Keep in mind the DDS can place any type of additional restriction on these permits that it deems necessary. These restrictions might include the time of day you may drive, places you may drive, and even the specific vehicles you’re allowed to operate.
If you need more help with restricted licenses, contact an attorney.
You may be eligible to get your license reinstated after the specified time passes and you meet certain requirements. For example, license suspensions due to DUI and controlled substance-related matters generally require you to pay fines, complete a DDS-approved Drug Use Risk Reduction Program, and wait a certain period of time.
Once you've satisfied all requirements, there are a couple of ways to start the process for reinstating your license.
You can apply in person at one of the DDS Customer Service Centers that offers reinstatement services (it’s wise to call ahead and make sure the one you want to visit actually does offer the service).
Or, you can request a reinstatement in writing. Include your:
- Full name, as listed on your driver’s license.
- Driver’s license number.
- Date of birth.
- Mailing address.
Mail your request to:
- Department of Driver Services
- P. O. Box 80447
- Conyers, GA 30013
If you have any questions about reinstating your license―including the requirements you must meet to do so― call the DDS at the telephone number for your area. You may also want to consult an attorney experienced with situations like yours.
Remember, license suspensions sometimes result in increased insurance rates or canceled policies. If this happens to you, shop around for a new policy or one with lower rates at our Insurance Center.
The DDS can suspend, revoke, or cancel your license for a variety of reasons, and it’s best to check out its page about license suspensions and revocations, and then call the DDS at the telephone number for your area with any questions.
In the meantime, below are just a few of the misbehaviors you should avoid to keep your driving record clean―and your driving privileges intact.
Accumulating 15 or more points within a 24-month period can result in license suspension. This includes accumulating points in other states. There are a variety of reasons for accumulating points―from speeding and reckless driving to ignoring child restraint laws and failing to secure a load―so make sure you thoroughly understand the state’s point system.
Driving Like You Have No Sense
Fleeing from officers, committing a felony with your vehicle (including vehicular homicide), racing, leaving the scene of an accident―these are just a few of the instances that show the state you have no business behind the wheel of a vehicle.

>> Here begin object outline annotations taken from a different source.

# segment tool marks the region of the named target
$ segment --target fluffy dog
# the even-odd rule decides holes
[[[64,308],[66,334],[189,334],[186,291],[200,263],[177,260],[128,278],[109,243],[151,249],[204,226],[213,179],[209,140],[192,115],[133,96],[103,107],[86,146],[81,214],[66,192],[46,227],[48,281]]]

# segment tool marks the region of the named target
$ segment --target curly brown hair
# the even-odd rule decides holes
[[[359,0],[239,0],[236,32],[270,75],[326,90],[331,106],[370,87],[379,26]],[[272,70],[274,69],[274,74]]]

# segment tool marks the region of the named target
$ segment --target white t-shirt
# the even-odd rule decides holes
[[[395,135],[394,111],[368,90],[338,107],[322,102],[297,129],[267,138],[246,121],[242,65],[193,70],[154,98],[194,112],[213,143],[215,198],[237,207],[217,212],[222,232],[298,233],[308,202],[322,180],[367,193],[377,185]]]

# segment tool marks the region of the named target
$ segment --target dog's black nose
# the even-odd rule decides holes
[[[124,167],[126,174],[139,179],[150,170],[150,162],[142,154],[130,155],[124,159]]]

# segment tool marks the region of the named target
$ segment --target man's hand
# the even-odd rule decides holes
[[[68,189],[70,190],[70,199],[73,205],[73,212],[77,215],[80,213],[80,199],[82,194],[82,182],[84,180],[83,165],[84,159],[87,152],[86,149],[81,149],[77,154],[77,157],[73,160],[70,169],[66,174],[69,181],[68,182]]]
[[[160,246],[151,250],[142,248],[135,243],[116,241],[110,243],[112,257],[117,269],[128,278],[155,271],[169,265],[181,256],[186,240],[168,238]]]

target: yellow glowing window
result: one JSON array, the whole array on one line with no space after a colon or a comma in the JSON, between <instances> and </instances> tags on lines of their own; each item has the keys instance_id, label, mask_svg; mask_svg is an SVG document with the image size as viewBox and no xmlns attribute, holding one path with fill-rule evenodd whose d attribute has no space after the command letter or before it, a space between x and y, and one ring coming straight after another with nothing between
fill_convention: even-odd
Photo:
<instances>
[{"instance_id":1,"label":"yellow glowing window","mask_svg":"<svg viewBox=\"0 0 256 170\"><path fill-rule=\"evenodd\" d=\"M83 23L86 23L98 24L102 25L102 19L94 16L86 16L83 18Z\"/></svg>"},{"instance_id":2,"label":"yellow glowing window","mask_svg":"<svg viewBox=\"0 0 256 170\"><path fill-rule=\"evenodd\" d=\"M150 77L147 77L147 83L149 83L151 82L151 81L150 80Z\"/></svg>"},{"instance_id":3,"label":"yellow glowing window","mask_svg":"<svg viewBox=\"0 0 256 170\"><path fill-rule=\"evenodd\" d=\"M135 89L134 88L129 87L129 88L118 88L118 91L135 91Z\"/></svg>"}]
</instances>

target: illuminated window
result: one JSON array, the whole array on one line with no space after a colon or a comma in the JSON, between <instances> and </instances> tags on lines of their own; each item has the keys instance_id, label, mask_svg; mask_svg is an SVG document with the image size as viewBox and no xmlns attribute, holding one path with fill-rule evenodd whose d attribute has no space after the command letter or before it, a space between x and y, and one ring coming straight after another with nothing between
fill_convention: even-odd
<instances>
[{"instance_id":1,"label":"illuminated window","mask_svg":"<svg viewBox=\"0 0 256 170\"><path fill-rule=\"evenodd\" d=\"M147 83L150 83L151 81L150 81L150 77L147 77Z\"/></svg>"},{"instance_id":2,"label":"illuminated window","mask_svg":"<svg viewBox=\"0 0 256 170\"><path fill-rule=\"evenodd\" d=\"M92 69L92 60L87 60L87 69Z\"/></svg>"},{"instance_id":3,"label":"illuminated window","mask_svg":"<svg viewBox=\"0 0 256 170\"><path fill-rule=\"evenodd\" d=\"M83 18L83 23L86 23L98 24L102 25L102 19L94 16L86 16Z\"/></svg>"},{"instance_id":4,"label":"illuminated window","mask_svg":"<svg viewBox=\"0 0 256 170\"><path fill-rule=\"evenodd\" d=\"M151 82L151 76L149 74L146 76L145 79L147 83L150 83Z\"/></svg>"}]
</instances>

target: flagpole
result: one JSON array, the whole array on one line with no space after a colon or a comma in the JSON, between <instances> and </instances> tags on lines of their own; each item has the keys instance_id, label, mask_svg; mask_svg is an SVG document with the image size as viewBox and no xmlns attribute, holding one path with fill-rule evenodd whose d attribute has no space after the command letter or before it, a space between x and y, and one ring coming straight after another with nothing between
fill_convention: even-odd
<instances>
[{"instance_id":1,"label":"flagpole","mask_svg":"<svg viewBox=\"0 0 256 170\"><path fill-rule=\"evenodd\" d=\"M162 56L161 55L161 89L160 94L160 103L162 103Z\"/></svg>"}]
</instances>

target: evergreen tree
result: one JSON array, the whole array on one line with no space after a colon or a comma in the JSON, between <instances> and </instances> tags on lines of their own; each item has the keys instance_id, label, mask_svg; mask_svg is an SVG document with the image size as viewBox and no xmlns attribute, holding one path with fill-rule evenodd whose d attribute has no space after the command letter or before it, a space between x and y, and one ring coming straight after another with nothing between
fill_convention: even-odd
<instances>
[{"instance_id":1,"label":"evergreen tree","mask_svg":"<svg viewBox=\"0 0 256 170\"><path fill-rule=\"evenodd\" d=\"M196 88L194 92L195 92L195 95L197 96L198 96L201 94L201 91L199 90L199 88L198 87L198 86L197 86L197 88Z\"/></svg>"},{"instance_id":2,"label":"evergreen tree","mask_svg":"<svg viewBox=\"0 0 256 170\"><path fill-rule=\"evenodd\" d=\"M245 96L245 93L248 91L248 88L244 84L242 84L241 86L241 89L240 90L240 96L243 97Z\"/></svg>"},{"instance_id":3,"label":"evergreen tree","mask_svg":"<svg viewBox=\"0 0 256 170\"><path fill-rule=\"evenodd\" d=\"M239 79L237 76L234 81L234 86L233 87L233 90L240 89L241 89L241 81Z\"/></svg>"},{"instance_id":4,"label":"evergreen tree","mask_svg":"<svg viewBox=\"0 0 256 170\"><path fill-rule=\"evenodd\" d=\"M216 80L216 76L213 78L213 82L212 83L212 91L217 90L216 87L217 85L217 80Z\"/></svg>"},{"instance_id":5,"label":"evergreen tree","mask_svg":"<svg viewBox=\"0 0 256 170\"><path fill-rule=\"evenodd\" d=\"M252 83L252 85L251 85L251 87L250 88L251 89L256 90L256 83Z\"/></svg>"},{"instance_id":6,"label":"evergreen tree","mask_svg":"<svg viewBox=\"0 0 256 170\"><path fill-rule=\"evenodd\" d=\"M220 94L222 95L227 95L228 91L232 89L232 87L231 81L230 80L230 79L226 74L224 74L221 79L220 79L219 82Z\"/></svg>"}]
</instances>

Dealing with Drugs and Alcohol
Drugs and alcohol are grounds for license suspension, whether you’re caught driving under the influence or in possession of a controlled substance or marijuana. This also includes being convicted of manufacturing, cultivating, distributing, and selling controlled substances, as well as refusing to take a chemical test.
Failing to Appear in Court
Failing to appear in court or respond to a citation can result in license suspension.
License, Registration, and Insurance Problems
You can get a license suspension if you’re caught using your license or application in a fraudulent or fictitious way, as well as if you fail to maintain car insurance, or you drive on a suspended, revoked, or canceled vehicle registration.
Misbehaving Under the Age of 21
All the same infractions as above apply to you if you’re under the age of 21; however, there’s a slight difference in points accumulation.
You can get your license suspended if you’re:
- Under 21 and commit an offense worth four points.
- Under 18 and accumulate four points within a 12-month period.
Too, purchasing alcohol or misrepresenting your age or identity in order to purchase alcohol can result in a license suspension.